Comment concilier intérêt financier et intérêt public ? OpenAI s’est structuré dans cette logique, en plaçant, au coeur de sa gouvernance, une organisation à but non lucratif.

Celle-ci a pour mission de développer « une intelligence artificielle générale sûre et largement bénéfique pour l’humanité ». Elle contrôle l’intégralité des activités de la branche à but lucratif… et peut notamment en révoquer les dirigeants. C’est ce qui s’est passé récemment avec l’éviction – temporaire, mais retentissante – de Sam Altman.

La structuration d’Anthropic fait écho à celle d’OpenAI. Au sommet de la pyramide se trouve une PBC (Public Benefit Corporation, « entreprise d’intérêt pour la société », forme d’entreprise à mission conçue pour des entités à but lucratif).

Enregistrée dans le Delaware, elle contrôle quatre filiales « opérationnelles » : la principale créée en février 2021 en Californie, les autres constituées en août 2022 dans l’État de New York, le Massachusetts et l’État de Washington.
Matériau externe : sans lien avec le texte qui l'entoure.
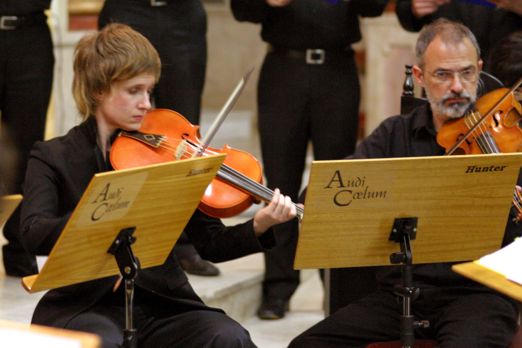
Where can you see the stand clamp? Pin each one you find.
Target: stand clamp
(405, 230)
(129, 266)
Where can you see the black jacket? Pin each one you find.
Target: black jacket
(58, 173)
(327, 24)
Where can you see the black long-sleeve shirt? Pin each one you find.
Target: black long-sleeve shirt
(413, 135)
(327, 24)
(489, 25)
(23, 7)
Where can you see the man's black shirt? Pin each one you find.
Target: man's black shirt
(414, 135)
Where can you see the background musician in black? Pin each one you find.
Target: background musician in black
(26, 75)
(308, 91)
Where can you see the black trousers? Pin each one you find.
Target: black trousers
(26, 75)
(458, 319)
(160, 324)
(299, 103)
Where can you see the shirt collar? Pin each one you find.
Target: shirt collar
(422, 124)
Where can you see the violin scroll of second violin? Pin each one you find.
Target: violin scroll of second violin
(493, 127)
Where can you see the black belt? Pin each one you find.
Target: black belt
(312, 55)
(9, 22)
(156, 3)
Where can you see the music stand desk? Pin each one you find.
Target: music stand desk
(156, 200)
(461, 203)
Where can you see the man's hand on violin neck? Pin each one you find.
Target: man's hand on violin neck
(280, 209)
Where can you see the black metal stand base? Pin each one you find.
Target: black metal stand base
(129, 266)
(404, 230)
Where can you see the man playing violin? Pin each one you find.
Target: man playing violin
(114, 73)
(461, 313)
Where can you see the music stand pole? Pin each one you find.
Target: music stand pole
(129, 266)
(404, 230)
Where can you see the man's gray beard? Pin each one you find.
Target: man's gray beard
(455, 110)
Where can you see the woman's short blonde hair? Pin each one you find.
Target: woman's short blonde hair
(114, 54)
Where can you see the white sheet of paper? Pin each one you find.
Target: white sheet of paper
(506, 261)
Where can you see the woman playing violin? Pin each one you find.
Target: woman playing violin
(115, 72)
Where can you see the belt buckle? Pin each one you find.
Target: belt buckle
(315, 56)
(157, 3)
(4, 25)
Le statut de PBC permet à Anthropic de poursuivre à la fois une recherche de profit et une mission définie comme « le développement et la maintenance responsables d’une IA avancée pour le bénéfice à long terme de l’humanité ». Il ne rend cependant pas les administrateurs responsables vis-à-vis des externalités – c’est-à-dire des parties prenantes autres que les actionnaires que l’activité de l’entreprise pourrait affecter. Aussi a-t-il été décidé d’y adjoindre un organisme dit LTBT (Long-Term Benefit Trust). Ses cinq membres sont « détachés des intérêts financiers d’Anthropic ».

Un organisme expérimental… et révocable par les actionnaires

Les jalons avaient été posés en 2021 à l’occasion du tour de table de série A. On parlait alors de LTBC (Long-Term Benefit Committee). Ses pouvoirs ont véritablement été consacrés en mai dernier, au moment du bouclage du tour de table de série C.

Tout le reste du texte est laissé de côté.